BRINDISI Il Partito Democratico di Brindisi è stato fino a questo momento in silenzio di fronte a chi, in modo strumentale, strategico e a dir poco paradossale ha fatto la “passerella di comunicati” ricchi di una inaspettata ma puntuale propaganda ambientalista che, a mio avviso, fa sfociare la politica in un preoccupante immobilismo tipico del passato. Lo stesso immobilismo che fin’ora ha fatto da freno, da zavorra, a una politica che avrebbe dovuto conciliare industria, progresso e ambiente.
La vicenda che riguarda il consiglio comunale e l’eventualità di costituirsi parte civile nei confronti dell’azienda ENEL, invece di essere discussa in modo serio e approfondito (e soprattutto nelle dovute sedi istituzionali) è diventata una scevra questione mediatica, quasi a voler strappare applausi e consensi, come se fossimo ancora in campagna elettorale.
Tali atteggiamenti tendono più ad appagare le velleità dei singoli che a risolvere i gravi ed atavici problemi ambientali che da anni stanno minacciando la salute dei brindisini. Non dimentichiamo che oggi, tutti i cittadini, dall’amministrazione Consales, aspettano cambiamenti che siano frutto di scelte coraggiose, magari apparentemente impopolari, ma che possano offrire risposte che le precedenti amministrazioni si sono rifiutate di dare.
E’ indubbio che negli anni l’ENEL ha inquinato e le amministrazioni del passato sono state silenti sfiorando quasi la complicità.
Oggi noi del Partito Democratico, con le istituzioni e l’intera città, attueremo le dovute azioni politiche e legali che saranno necessarie affinché si risolva un problema che non deve risolversi in estremismi sociali, dove famiglie della stessa città si odiano e si osteggiano (Taranto docet). Qui a Brindisi, dobbiamo rimane tutti lucidi, uniti e razionali per arrivare alla risoluzione del problema al netto di dietrologie e demagogie che sono state da ostacolo al necessario progresso ambientale.

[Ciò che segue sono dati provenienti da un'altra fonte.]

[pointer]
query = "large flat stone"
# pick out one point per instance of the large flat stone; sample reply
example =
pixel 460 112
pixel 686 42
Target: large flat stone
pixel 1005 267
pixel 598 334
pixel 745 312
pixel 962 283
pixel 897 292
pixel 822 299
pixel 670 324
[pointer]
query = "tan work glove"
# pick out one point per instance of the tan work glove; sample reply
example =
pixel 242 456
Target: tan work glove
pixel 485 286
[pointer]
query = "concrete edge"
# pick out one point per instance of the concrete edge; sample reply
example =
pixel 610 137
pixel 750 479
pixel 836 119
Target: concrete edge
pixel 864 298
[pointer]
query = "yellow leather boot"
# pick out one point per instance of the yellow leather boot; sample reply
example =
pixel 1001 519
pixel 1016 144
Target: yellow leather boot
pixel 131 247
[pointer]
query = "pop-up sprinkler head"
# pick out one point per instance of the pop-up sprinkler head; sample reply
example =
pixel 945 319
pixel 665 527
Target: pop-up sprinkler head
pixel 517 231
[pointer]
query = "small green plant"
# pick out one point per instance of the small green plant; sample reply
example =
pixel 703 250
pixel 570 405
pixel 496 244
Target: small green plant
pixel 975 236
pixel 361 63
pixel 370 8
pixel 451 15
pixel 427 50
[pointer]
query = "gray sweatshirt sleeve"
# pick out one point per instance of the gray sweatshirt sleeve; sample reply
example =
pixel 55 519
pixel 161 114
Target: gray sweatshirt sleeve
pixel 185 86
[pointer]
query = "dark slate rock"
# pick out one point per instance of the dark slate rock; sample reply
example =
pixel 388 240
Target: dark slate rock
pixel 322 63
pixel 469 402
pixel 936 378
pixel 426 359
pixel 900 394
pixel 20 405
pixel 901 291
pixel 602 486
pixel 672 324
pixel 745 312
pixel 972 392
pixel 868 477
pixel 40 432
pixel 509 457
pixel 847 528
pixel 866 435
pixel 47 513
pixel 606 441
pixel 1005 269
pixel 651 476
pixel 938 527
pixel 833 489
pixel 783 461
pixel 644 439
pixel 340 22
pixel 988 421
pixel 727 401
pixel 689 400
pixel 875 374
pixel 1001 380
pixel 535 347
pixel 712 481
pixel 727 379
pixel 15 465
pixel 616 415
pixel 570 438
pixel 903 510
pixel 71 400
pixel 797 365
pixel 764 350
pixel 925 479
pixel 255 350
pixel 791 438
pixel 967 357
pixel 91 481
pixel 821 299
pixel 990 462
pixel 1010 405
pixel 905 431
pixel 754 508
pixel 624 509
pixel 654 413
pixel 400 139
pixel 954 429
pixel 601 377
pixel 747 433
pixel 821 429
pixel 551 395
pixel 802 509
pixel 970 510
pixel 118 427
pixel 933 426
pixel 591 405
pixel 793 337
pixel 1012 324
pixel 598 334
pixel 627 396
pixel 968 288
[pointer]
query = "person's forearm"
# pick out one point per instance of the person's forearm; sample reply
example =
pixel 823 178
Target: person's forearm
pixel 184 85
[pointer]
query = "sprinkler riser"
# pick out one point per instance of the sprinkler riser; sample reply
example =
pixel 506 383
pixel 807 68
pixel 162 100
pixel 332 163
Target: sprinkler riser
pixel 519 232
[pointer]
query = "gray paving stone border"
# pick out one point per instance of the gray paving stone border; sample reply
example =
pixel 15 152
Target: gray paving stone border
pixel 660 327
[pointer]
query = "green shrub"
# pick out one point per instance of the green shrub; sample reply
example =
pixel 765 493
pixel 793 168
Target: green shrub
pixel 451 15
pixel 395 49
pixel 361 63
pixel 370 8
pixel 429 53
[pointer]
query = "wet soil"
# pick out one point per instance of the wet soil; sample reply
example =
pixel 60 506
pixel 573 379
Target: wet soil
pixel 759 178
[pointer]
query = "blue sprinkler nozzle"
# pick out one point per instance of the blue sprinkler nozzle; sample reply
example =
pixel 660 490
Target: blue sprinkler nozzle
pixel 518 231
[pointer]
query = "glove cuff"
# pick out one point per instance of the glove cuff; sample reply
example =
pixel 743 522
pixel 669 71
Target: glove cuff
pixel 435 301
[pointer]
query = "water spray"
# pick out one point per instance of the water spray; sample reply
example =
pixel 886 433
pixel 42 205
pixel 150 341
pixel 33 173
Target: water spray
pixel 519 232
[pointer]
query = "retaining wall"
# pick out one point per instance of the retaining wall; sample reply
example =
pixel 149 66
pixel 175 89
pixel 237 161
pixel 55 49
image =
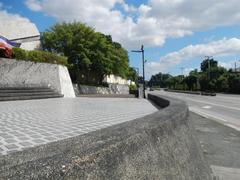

Ma attenzione: in tutta questa sinergia che nessuno si elevi ad “azionista di maggioranza”, nessuno si arroghi la posizione di “promotore” di cambiamento, ricadremo sicuramente in diatribe politiche che diventerebbero più zavorre che motori di cambiamento.
Questo consiglio comunale con Consales sindaco vigilerà con concretezza su tutti gli accorgimenti strutturali attuati da ENEL e, se sarà necessario denuncerà, senza barattare la salute dei cittadini nè con alberi da piantare, nè con risoluzioni economiche che lascerebbero persistere problematiche ambientali come già accaduto in passato.
Il PD di Brindisi, analizzando con attenzione la questione, non si svincolerà, cosi come affermato già dal Sindaco Consales, dal costituirsi parte civile nei confronti di chi ha inquinato il nostro territorio; cercherà però di fare a meno di protagonismi ed estremismi che creano danno ad un territorio già in forte difficoltà economica, sociale ed ambientale.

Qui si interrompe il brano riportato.